ESET researchers have discovered LightNeuron, one backdoor cuts of Microsoft Exchange that can read, modify or block any email passing through the mail server. LightNeuron can also compose new e-mail messages and send them using the identity of any legitimate user chosen by the attacker. The malware is controlled remotely via email messages using steganographic PDF and JPG attachments.
"We believe that IT security professionals should be aware of this new threat," said ESET researcher Matthieu Faou, who led the study.
LightNeuron has been attacking Microsoft Exchange mail servers since at least 2014. ESET investigators have identified three different backdoor victims, including a foreign ministry in an Eastern European country and a regional diplomatic mission in the Middle East. .
ESET researchers have collected evidence that demonstrates, with sufficient certainty, that LightNeuron belongs to the arsenal of the famous teamof cyber espionage Turla, also known as Snake. This group and its activities have been extensively investigated by ESET.
LightNeuron is the first known malware to abuse Microsoft Exchange Transport Agent. "In the mail server architecture, LightNeuron can operate at the same level of trust as security products, such as junk mail filters. "As a result, this malware gives the attacker complete control of the mail server - and therefore all e-mail communications," explains Faou.
To make the incoming C&C messages (command and control), LightNeuron uses seal to hide its commands in regular PDF documents or JPG images.
The ability of LightNeuron to control email communication makes it a perfect tool for secretly exporting documents, as well as for controlling other local machines through a C&C mechanism, which is very difficult to detect and block.

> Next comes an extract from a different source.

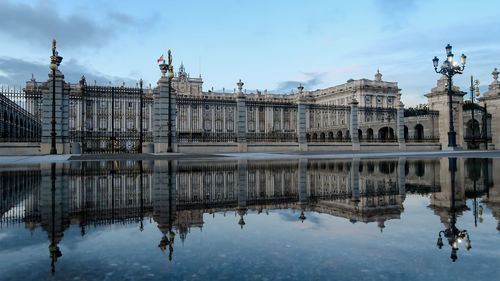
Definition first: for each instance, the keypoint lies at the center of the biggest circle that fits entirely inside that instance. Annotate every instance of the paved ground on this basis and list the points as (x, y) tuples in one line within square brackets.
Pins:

“Due to security improvements in operating systems, attackers have stopped using kernel-level rootkits – the 'grail' of spyware malware. However, they insist on developing tools that can live on the system they target, search for valuable documents and remove them without raising any suspicion. From this one procedure the Turla team's LightNeuron emerged," Faou concludes.
ESET researchers warn that removing LightNeuron from a network is not easy: simply removing the malicious files will not work, as it will shut down the email server.
"We urge IT managers to read the entire research paper before proceeding with the cleanup," Faou advises.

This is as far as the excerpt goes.